Limites, agressividade e frustrações



        Quem nunca presenciou a cena de uma criança fazendo birra e esperneando publicamente e os pais, constrangidos, cedendo ao que o filho(a) deseja? Pois é, realmente é difícil impor limites aos pequenos, mas fundamental para a saúde de suas futuras vidas mentais. É difícil porque limites frustram e tememos que frustrações sejam o mesmo que violência. Entretanto, todas as crianças, e adultos também, precisam saber que querer nem sempre é poder.
            Impor limites à uma criança é dizer-lhe não, algo que ninguém gosta de ouvir. Mas quem disse que as crianças devem ser atendidas e gratificadas em todos os seus desejos? Agir assim é fazer um mal terrível à criança, que passa a ver as frustrações como coisas terríveis na vida e não como coisas naturais. Hoje em dia há um excesso de má psicologia que proclama que não devemos frustrar as crianças senão elas ficarão recalcadas e inibidas, esquecendo que na vida as frustrações fazem parte. Claro que uma criança só ouvir "não" vai sofrer inibições, mas se por outro lado tudo for permitido, ela terá uma falsa ideia do que é a vida.

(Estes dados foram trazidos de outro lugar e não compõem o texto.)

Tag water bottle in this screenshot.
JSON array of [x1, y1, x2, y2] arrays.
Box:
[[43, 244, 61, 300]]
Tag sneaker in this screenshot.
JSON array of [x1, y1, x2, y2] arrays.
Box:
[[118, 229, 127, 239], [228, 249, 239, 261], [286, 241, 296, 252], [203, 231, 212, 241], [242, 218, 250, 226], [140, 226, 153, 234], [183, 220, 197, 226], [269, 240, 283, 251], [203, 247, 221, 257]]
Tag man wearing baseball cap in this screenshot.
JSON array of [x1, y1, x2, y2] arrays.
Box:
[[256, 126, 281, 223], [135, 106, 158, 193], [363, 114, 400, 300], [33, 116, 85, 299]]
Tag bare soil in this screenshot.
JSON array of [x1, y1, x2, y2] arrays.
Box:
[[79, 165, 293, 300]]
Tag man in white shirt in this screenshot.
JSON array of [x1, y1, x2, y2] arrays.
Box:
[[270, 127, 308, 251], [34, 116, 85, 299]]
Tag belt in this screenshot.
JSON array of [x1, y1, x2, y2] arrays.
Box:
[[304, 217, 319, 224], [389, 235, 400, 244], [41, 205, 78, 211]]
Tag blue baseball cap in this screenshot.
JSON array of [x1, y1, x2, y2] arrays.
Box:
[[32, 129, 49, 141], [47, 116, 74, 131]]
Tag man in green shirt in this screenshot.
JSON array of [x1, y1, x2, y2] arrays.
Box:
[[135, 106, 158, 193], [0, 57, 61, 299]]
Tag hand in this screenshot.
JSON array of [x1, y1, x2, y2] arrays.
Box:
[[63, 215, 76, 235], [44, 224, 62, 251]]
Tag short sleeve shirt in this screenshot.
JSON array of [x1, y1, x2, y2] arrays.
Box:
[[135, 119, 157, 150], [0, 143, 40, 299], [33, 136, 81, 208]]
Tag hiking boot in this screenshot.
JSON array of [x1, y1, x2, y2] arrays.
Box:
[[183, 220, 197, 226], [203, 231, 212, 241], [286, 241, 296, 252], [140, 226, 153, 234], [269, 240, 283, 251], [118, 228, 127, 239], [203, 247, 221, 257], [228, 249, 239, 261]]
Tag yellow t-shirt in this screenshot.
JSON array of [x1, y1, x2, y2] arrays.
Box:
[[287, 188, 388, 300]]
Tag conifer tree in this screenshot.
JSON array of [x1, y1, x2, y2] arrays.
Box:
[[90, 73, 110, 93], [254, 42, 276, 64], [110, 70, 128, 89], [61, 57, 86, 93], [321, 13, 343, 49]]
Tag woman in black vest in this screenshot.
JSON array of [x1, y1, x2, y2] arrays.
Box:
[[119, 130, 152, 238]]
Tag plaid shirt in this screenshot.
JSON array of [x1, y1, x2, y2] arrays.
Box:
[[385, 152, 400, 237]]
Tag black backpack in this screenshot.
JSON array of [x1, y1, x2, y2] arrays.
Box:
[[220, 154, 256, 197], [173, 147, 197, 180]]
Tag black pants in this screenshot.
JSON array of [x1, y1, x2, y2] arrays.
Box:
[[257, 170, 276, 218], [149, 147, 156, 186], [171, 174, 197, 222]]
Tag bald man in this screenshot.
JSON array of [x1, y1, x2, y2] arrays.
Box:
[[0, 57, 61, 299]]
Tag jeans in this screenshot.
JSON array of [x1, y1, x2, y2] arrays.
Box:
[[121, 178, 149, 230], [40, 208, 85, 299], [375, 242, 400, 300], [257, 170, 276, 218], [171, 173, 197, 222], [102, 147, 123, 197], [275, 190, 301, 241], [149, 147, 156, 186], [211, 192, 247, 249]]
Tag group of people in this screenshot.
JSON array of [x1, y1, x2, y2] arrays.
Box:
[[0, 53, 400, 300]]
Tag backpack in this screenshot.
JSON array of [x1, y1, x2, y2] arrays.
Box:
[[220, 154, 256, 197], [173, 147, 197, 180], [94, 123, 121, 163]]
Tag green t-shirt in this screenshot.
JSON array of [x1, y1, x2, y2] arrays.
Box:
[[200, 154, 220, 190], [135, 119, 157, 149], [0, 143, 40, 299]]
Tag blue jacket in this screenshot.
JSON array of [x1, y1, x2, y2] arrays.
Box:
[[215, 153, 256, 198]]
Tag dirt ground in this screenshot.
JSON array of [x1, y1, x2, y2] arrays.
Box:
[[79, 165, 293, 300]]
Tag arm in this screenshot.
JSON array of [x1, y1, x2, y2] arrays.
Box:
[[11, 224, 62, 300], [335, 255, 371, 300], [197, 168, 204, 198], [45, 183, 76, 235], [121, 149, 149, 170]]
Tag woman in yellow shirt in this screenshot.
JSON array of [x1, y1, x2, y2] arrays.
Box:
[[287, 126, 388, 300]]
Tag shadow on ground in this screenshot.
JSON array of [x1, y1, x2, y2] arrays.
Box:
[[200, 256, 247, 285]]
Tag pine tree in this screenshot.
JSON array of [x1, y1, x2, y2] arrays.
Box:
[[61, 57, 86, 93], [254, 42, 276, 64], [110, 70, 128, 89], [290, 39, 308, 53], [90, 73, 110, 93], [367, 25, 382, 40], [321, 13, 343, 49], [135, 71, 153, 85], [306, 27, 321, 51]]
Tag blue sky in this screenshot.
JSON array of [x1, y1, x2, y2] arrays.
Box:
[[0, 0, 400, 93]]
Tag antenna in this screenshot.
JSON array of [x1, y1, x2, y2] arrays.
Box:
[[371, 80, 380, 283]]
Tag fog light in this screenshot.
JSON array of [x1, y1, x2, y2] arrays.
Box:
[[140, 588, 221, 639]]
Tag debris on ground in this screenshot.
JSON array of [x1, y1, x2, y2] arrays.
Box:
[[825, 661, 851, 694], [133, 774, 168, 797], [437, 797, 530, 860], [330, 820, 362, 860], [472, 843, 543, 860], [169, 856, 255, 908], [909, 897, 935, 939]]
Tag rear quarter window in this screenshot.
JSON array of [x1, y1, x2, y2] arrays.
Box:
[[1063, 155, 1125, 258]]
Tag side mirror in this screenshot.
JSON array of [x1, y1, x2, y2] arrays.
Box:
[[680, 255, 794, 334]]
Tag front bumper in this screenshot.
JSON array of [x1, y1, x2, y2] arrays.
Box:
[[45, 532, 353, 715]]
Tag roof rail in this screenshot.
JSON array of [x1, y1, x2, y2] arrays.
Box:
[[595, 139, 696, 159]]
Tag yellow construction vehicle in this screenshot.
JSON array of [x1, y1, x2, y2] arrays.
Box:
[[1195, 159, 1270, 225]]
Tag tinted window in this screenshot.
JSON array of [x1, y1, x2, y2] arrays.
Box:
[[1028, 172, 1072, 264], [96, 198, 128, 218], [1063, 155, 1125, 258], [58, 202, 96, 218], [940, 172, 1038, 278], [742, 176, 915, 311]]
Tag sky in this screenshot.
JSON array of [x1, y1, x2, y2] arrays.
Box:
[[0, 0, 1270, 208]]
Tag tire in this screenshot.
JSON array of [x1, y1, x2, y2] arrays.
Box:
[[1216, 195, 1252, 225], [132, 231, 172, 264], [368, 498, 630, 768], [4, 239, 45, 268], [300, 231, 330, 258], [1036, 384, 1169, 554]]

        Tanto o "não" quanto o "sim" são importantes. Quando há um equilíbrio entre eles a criança pode perceber e internalizar que na vida nem tudo se pode. Saberá melhor avaliar o que deseja e se esse desejo pode ou deve ser realizado. Se a educação emocional dada promove tanto a frustração quanto a autorização dos desejos infantis cria-se uma possibilidade de surgir um adulto que saberá lidar com as frustrações de maneira eficiente, bem como se permitir realizar aquilo que de fato lhe importa. Caso não haja proibições abre-se espaço para surgir alguém despreparado para a vida e entregue às próprias pulsões agressivas.
        Ao espernear e fazer birras uma criança dá vazão à sua agressividade, e se os pais cedem, para acabar com o escândalo, dão a entender que a agressividade é que resolve tudo. As crianças acreditam, então, que sua agressividade é extremamente poderosa e que se utilizando dela terão tudo o que desejam. Bom, está aí a receita para se criar seres agressivos, sem limites e totalmente alienados sobre como a vida funciona. Tornam-se adultos insuportáveis e altamente destrutivos que ainda acreditam que querer é poder. Vão espernear por tudo e em qualquer momento, porque são incapazes de tolerar a menor frustração que seja.
        Infelizmente, há muita gente desavisada que acredita fervorosamente que é uma violência permitir que crianças pequenas se apercebam de frustrações. Essa gente presta um enorme desserviço, já que alimenta a crença infantil, que já existe naturalmente, de que os desejos infantis são poderosos e imperativos. Ora essa, só podemos amadurecer quando passamos a saber desejar, quando podemos transitar por nosso labirinto de desejos e compreender que nem tudo que desejamos é bom.
        Uma pessoa madura emocionalmente, em outras palavras, é alguém que sabe impor limites aos seus próprios desejos e que não fica submetida a eles. Dá para ver então como
impor limites, de maneira adequada e amorosa, é uma ajuda imensa que damos às crianças.
        Quando uma criança recebe um "não", em princípio, ela o sente como um desprazer muito grande. Depois ela tem a chance de sentir esse mesmo não como uma proteção, porque entende que será contida quando isso se fizer necessário, compreende que não ficará perdida em tudo o que deseja e poderá aprender a saber desejar. Quem nunca ouviu "não" jamais poderá ser capaz de pensar sobre a vida e viver plenamente.